ConNonlinOptImp
Contents
Introduction
This Section is based on the Section in which we demonstrate how to implement an unconstrained optimisation (which is where the UNC in fminUNC) came from. This was called unconstrained, because we allowed the optimisation to find any parameter value as the optimal value. The optimal parameter value could be any real number on the real line.
This is appropriate on many occasions (and is equivalent to what happens when we estimate a linear regression model by OLS) but may be inappropriate in some:
- Some parameters only make sense if they are constraint to a subset of the real line. An example are variances or standard deviations which have to be positive.

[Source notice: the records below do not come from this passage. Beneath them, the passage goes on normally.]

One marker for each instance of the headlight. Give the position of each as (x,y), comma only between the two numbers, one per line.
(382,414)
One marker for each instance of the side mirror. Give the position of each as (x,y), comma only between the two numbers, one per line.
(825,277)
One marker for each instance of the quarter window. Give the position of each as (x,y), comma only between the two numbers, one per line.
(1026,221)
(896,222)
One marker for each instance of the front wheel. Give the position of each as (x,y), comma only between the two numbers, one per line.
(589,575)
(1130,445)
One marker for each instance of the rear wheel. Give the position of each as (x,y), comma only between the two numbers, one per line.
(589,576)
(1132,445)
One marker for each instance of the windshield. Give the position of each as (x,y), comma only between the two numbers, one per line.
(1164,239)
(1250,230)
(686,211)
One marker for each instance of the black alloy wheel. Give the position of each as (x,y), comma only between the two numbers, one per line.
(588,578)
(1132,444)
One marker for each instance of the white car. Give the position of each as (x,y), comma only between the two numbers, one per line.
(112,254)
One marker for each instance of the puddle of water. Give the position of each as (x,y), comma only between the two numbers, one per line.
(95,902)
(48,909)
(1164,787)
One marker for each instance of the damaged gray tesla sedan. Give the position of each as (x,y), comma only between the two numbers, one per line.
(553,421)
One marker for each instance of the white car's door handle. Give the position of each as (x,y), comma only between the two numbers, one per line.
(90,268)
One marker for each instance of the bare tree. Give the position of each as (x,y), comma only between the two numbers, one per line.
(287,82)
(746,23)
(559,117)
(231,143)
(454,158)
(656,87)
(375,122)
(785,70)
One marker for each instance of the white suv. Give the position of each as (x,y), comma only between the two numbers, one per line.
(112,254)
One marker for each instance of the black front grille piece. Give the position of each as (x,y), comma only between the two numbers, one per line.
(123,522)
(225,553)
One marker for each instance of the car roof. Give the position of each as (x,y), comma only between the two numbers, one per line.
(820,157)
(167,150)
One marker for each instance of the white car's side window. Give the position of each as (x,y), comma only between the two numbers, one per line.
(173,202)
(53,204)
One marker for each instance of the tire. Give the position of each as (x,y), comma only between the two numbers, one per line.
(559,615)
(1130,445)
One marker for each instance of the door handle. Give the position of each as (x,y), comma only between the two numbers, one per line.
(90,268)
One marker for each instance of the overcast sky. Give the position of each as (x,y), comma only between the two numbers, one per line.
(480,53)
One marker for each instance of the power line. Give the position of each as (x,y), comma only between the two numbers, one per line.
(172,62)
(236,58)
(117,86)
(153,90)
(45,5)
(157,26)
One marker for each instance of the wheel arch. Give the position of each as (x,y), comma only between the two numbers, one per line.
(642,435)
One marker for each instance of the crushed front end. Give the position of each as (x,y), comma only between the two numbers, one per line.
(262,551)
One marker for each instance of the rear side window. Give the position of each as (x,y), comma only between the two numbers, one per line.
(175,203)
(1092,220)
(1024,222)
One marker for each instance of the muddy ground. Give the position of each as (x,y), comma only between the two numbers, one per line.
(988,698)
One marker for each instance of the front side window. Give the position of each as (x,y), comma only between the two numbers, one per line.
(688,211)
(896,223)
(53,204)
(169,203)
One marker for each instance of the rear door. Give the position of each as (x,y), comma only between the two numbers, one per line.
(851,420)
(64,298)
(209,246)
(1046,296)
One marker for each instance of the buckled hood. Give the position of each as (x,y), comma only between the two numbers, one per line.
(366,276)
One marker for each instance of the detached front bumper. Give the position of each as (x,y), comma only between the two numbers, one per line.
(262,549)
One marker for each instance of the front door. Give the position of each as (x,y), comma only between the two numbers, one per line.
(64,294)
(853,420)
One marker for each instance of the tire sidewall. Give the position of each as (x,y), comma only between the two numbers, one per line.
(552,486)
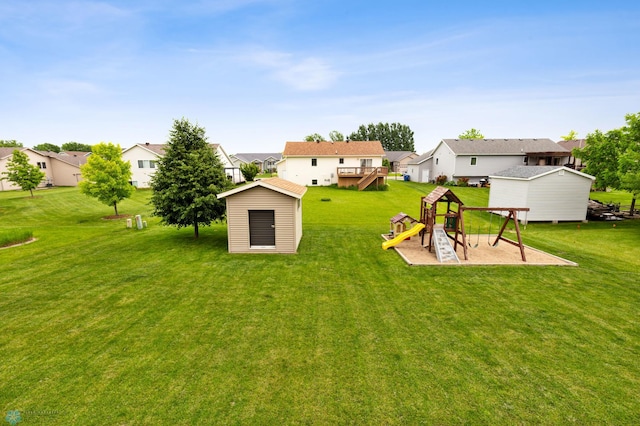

- You want to estimate a restricted model where the restriction cannot be implemented by a rearrangement of the explanatory variables (e.g. the dropping of a variable from the model).
- You want to estimate a model where some model parameters are related to each other and you need to impose this relationship.
There are basically two ways in which you can implement restrictions. The first is by imposing the restrictions inside the function which is to be optimised (minimised), the second is to use a constrained optimisation routine.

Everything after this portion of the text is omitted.